Es el lugar donde está la casa de la Aurora, pero no de la Aurora del amanecer, sino de la Aurora carnal, por la que perdió el norte un señero capitán.
Él, la colmo de oro, le construyo una torre, y en aquel palacio de lujos la encerró, para que nadie pudiera conquistar, ni rendir, a su divina perdición.
Así son los amores que amarran muy corto al amado, amores que en todo ven temor, amantes que viven martirizados por los celos y de todo recelan, amores de oro y desconfianza, de atalayas inexpugnables y tapias muy altas.
Y en aquella jaula dorada, se fue marchitando Aurora, ella que nació en el arrabal minero, y que se gano la vida desde bien chica, en las cantinas con sus gorjeos y contoneos, encerrada para el exclusivo disfrute y manoseo de un capitán señero, de un capitán celoso, de un capitán que el amanecer dorado de su amada, lo cubrió con siete velos.

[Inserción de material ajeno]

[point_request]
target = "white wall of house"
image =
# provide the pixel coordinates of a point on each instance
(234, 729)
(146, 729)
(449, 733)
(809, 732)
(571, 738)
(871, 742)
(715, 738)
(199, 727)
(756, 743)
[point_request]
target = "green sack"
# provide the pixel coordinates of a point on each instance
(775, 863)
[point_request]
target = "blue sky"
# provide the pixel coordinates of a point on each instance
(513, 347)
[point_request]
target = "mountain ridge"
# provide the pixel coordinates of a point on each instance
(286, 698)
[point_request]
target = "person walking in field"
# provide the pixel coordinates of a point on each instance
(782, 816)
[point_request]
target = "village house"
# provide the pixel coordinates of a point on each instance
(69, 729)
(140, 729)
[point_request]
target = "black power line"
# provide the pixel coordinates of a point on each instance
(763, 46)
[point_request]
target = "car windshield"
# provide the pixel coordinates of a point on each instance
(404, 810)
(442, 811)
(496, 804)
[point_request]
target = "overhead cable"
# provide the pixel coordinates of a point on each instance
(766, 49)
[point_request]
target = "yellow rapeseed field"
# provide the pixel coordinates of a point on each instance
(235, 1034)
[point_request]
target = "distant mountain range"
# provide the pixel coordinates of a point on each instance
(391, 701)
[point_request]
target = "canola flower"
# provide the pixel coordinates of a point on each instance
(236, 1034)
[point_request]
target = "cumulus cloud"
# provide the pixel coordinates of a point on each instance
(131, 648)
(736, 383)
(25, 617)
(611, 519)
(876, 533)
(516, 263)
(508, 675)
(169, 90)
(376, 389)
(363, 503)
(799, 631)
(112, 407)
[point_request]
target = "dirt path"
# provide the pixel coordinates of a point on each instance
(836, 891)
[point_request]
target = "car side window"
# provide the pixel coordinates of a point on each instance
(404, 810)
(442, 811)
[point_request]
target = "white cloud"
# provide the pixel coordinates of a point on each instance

Cerro de Plata, cerro de galerías, donde los mineros pobres pierden la vida. Cerro de destellos, que el pobre jornalero, tras sudarlos con sangre, pierde en las tabernas. Cerro sin Aurora, porque ya no tiene Aurora, Tegucigalpa, desde que, con siete llaves y tras siete velos, la secuestro el capitán que dice que la ama y que por su radiante belleza está enfermo de celos.